BIG | Bjarke Ingels Group has unveiled plans for a yin and yang-shaped Panda House for Copenhagen Zoo. The design of the new Panda House begins with a circular shape, formed by the surrounding existing facilities at the intersection of multiple walkways. Panda House is designed to feel like humans are the visitors in the Pandas’ home, rather than Pandas being the exotic guests from faraway lands.
The habitat forms the freest and most naturalistic possible environment for their lives and relationship with each other, providing the freedom to roam about and the ideal conditions to mate – one of the major challenges facing Pandas from becoming endangered.
“Architecture is like portraiture. To design a home for someone is like capturing their essence, their character and personality in built form. In the case of the two great Pandas, their unique solitary nature requires two similar but separate habitats – one for her and one for him. The habitat is formed like a giant yin and yang symbol, two halves: the male and the female, complete each other to form a single circular whole. The curvy lines are undulating in section to create the necessary separation between him and her – as well as between them and us.
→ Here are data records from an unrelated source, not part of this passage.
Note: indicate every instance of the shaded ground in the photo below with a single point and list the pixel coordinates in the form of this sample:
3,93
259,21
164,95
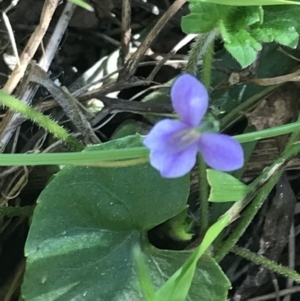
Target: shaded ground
94,40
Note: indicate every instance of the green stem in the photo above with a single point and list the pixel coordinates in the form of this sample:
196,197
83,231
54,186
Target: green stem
267,263
246,218
202,179
263,184
42,120
207,65
91,158
203,195
268,133
236,113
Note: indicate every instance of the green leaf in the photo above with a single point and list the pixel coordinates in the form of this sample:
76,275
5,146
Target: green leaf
243,47
224,187
88,221
82,4
281,25
177,286
204,17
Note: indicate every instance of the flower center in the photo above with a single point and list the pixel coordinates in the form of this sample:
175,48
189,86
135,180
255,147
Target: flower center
183,139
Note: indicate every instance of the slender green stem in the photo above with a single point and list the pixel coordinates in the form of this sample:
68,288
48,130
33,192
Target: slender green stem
42,120
267,263
236,113
263,184
207,65
91,158
203,195
202,179
246,218
268,133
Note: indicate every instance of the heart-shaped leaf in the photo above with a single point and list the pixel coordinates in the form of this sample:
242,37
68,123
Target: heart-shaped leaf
85,227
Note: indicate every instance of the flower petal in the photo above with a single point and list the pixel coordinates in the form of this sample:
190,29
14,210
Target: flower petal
161,135
221,152
189,99
174,165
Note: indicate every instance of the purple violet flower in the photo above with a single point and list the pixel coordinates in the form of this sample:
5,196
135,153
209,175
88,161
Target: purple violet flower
174,144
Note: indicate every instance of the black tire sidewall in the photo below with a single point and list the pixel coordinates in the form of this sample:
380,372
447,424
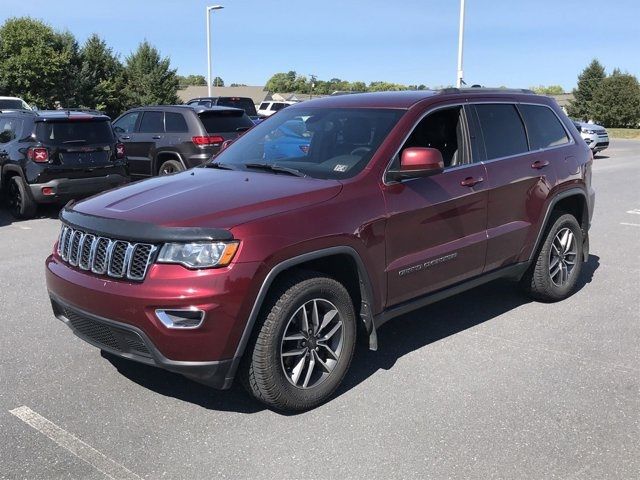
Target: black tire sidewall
325,288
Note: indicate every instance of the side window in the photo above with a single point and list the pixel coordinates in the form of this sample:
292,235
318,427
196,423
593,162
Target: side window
543,126
9,129
502,130
444,131
175,123
126,124
152,122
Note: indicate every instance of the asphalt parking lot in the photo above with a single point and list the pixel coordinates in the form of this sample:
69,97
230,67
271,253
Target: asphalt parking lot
483,385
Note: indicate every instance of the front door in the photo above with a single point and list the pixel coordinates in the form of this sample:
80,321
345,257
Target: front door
436,226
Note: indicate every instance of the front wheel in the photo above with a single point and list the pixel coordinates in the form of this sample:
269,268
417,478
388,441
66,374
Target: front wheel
303,344
557,267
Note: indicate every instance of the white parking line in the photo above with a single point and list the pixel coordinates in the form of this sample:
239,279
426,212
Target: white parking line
74,445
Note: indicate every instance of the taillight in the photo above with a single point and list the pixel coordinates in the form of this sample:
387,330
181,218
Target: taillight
120,150
38,154
214,140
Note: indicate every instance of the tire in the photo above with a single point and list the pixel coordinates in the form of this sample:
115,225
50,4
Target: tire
278,380
20,201
543,281
169,167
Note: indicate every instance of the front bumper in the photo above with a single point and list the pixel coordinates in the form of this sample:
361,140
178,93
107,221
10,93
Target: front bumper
132,343
66,188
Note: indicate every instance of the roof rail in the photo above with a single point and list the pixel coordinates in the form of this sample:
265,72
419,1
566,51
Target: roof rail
486,90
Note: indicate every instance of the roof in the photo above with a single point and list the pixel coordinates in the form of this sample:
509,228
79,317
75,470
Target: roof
407,98
256,93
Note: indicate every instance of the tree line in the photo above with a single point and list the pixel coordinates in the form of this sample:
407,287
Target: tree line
44,66
611,100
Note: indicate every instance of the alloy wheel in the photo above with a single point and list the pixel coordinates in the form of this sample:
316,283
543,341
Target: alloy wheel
312,343
562,256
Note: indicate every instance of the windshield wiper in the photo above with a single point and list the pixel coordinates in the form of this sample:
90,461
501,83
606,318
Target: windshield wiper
275,168
221,166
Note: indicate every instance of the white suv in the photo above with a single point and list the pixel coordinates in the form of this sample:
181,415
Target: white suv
269,108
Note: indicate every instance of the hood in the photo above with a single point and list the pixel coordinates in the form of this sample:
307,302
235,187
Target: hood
210,198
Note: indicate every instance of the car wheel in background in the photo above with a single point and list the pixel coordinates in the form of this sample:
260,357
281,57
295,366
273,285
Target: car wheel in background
21,204
170,166
303,343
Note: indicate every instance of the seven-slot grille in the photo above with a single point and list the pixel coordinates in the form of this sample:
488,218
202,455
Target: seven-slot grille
105,256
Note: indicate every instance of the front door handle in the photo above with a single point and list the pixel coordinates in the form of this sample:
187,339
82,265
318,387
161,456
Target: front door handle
538,164
471,181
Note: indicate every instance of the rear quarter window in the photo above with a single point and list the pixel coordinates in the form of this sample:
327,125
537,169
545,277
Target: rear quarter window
225,121
502,130
543,126
79,132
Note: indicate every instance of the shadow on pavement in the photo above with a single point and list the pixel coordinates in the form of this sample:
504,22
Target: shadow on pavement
397,338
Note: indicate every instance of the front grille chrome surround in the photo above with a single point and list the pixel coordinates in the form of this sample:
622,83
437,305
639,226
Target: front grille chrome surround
105,256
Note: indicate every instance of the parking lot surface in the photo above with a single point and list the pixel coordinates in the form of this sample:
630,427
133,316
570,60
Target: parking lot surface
483,385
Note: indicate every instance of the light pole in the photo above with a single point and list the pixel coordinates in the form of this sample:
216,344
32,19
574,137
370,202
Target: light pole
459,77
209,9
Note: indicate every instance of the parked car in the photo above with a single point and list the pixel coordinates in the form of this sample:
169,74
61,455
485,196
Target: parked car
270,270
288,140
13,103
267,109
245,103
596,136
167,139
55,156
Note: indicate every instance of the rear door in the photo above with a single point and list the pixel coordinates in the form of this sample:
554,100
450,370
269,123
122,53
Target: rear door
519,181
436,226
77,143
150,132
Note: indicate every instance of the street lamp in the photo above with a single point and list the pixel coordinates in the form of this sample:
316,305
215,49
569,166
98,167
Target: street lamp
459,77
209,9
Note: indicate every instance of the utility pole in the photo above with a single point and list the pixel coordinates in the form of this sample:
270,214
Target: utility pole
460,75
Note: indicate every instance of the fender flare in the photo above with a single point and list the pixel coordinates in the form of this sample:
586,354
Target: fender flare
560,196
366,294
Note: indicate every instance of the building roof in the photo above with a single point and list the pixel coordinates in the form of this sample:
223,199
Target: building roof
256,93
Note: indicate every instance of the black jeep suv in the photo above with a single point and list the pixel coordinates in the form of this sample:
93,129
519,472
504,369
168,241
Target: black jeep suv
170,138
55,156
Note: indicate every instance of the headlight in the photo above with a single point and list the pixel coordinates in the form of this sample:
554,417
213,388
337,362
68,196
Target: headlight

Located at the heart of the park, we have made the entire enclosure accessible from 360 degrees, turning the two pandas into the new rotation point for Copenhagen Zoo,” Bjarke Ingels, Founding Partner, BIG.
Panda House responds to the species’ main threats to extinction – habitat loss and fragmentation by providing a safe and contiguous environment that’s also conducive for reproduction.
The design team proposed a circular shape for the design – befitting the site perfectly between existing buildings and enabling the literal yin-yang symbol to create separate enclosures for male and female pandas. The architectural parts of the earth are then lifted from either side of the “yin” and “yang” to form space for stables belowground, simultaneously creating an incline to naturally face the pandas toward the audience.
The Panda House consists of two floors: the ground floor, where access to the interior spaces are connected by a ramp circulation, and the second floor, which can lead to a trip along the rocky slope, through the native Nordic plants and into the dense bamboo forest.
All interior functions are designed to have the lush landscape at eye-level – engaging the visitors’ sense of wildlife and immersion within nature. The ground floor of Panda House also encompasses a restaurant, located between the elephants and the pandas – visitors can dine while observing both animals simultaneously. There is also a shop connected between both animal houses and the Main Square, situated just outside of Panda House.